An article dated June 21st 2013 included a side box of ‘analysis’ by John McManus which for some obscure reason went off on a tangent on the subject of the protests by ‘Women of the Wall’ – a subject hardly relevant to an article about the visit of the head of the Anglican Church.
“BBC religious affairs correspondent Robert Pigott said the trip was partly intended as support for hard-pressed Christian minorities.
Archbishop Welby said he was “deeply concerned” about the “pressures on Christian communities” in the region. […]
Our correspondent said the political turmoil that has followed the national revolutions of the Arab Spring and the conflict in Syria has undermined Christian communities.
Christian minorities have suffered violent attacks and harassment in Iraq, Syria and Egypt, among other countries, and many Christians have fled the region, he added.”
Significantly, the article makes no mention of the persecution of Christians in the Gaza Strip and the Palestinian Authority controlled areas, despite the fact that – unlike Syria and Iraq – the latter actually was on the Archbishop’s itinerary.
A third article from June 28th has the BBC quoting one anti-Israel activist and linking to other sources quoting additional ones – with the Guardian link also including the usual distortions by Harriet Sherwood.
Nora Carmi, of the Kairos of Palestine Christian group, called for the Church of England to “call a spade a spade” over persecution of Christians.”
Notably, the BBC only seems to recognize the existence of one genre of Palestinian Christian – the type involved in anti-Israel campaigning. The others – the ones who are persecuted by their fellow Palestinians – cannot rely on the BBC to tell their stories or grant exposure to their point of view.
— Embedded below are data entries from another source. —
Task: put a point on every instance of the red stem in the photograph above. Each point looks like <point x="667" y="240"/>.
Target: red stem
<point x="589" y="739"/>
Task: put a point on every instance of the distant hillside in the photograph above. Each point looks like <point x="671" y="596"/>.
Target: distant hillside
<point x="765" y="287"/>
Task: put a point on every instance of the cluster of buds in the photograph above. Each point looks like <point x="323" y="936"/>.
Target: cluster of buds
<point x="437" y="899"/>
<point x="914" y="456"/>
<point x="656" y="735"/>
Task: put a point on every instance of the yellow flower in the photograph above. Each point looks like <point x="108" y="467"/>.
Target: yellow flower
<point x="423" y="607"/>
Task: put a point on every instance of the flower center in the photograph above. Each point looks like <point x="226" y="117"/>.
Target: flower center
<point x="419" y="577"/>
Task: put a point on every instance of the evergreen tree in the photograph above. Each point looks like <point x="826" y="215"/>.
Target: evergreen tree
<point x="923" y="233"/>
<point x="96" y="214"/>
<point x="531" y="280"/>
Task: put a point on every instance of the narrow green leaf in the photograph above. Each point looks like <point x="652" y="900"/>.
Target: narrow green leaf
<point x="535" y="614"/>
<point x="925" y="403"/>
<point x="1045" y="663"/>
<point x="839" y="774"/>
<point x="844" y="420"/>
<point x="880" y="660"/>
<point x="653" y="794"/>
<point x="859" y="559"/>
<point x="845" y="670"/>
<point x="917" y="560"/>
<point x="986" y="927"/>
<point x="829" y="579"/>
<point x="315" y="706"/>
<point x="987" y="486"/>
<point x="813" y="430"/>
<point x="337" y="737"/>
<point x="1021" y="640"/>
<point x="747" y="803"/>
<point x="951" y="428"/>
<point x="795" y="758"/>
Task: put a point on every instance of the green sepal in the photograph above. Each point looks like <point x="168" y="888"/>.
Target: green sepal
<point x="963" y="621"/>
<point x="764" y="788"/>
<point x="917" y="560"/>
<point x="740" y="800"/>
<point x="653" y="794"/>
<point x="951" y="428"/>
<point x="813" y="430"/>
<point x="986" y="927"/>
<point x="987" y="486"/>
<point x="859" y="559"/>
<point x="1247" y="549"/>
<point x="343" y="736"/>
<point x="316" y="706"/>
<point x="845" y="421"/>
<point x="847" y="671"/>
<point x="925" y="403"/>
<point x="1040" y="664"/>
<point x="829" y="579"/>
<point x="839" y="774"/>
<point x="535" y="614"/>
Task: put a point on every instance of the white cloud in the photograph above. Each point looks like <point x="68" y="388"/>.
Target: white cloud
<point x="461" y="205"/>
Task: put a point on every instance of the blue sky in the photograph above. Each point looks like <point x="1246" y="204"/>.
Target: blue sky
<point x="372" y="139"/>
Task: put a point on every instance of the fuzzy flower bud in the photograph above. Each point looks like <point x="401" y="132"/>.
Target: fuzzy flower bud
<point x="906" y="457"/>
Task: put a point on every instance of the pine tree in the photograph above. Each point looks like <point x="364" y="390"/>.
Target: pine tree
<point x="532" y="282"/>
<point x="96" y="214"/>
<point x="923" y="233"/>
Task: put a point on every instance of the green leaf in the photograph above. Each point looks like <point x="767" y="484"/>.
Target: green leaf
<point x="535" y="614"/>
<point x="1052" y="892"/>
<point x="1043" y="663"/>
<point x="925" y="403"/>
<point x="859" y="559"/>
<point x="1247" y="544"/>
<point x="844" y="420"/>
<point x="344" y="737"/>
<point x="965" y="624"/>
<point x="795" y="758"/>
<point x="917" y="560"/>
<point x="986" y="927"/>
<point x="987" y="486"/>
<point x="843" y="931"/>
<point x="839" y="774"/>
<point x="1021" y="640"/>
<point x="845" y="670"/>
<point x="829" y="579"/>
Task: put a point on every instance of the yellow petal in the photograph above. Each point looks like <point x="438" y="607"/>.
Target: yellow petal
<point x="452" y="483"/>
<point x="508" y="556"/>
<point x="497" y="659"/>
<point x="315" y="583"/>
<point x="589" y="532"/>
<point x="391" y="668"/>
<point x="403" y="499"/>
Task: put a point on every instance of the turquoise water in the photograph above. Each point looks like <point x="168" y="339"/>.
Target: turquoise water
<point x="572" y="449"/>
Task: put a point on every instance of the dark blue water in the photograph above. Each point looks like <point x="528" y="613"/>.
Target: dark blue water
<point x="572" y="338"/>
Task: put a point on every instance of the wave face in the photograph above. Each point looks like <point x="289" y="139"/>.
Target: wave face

And there are other Middle East Christians ignored by the BBC too.
In the only country in the Middle East in which the Christian population is growing and thriving, a months-long story of persecution has been completely overlooked. A Greek Orthodox priest from Yafia, near Nazareth, has been threatened by his own church and subjected to incitement by Arab members of the ‘Balad’ party for supporting service in the Israeli army by Christian Israelis.
“The persecution of Greek Orthodox priest Father Gabriel Nadaf has escalated to a new crescendo, as the Jerusalem Patriarchate threatens to sack the Nazareth-resident and deprive him of his livelihood.
Nadaf’s sin is his open activism on behalf of integration by Arab Christians – or Arab-speaking Christian Israelis, as Nadaf prefers to call himself and his followers – into Israel’s mainstream.
He openly and bravely supports, though does not necessarily encourage, the growing number of young Christians who are interested in enlistment in the IDF. He also supports those interested in performing national service in their own communities. This sufficed to put him on the hit list of radical Arab MKs – including the only Greek Orthodox Arab MK, Basel Ghattas (Balad) – and to create inordinate pressure on the Jerusalem Patriarchate to dissociate itself from Nadaf and to punish him. The Palestinian Authority is also reportedly leaning on the patriarchate.”
The tribulations of Father Nadaf and others were discussed in the Knesset earlier this month and Christian Israelis have begun speaking out. They have even formed a new political party which calls for the full integration of Christians into Israeli life.
Apparently though, none of that fits in with the BBC’s Middle East narrative and so BBC audiences remain unaware of such cases of harassment and persecution.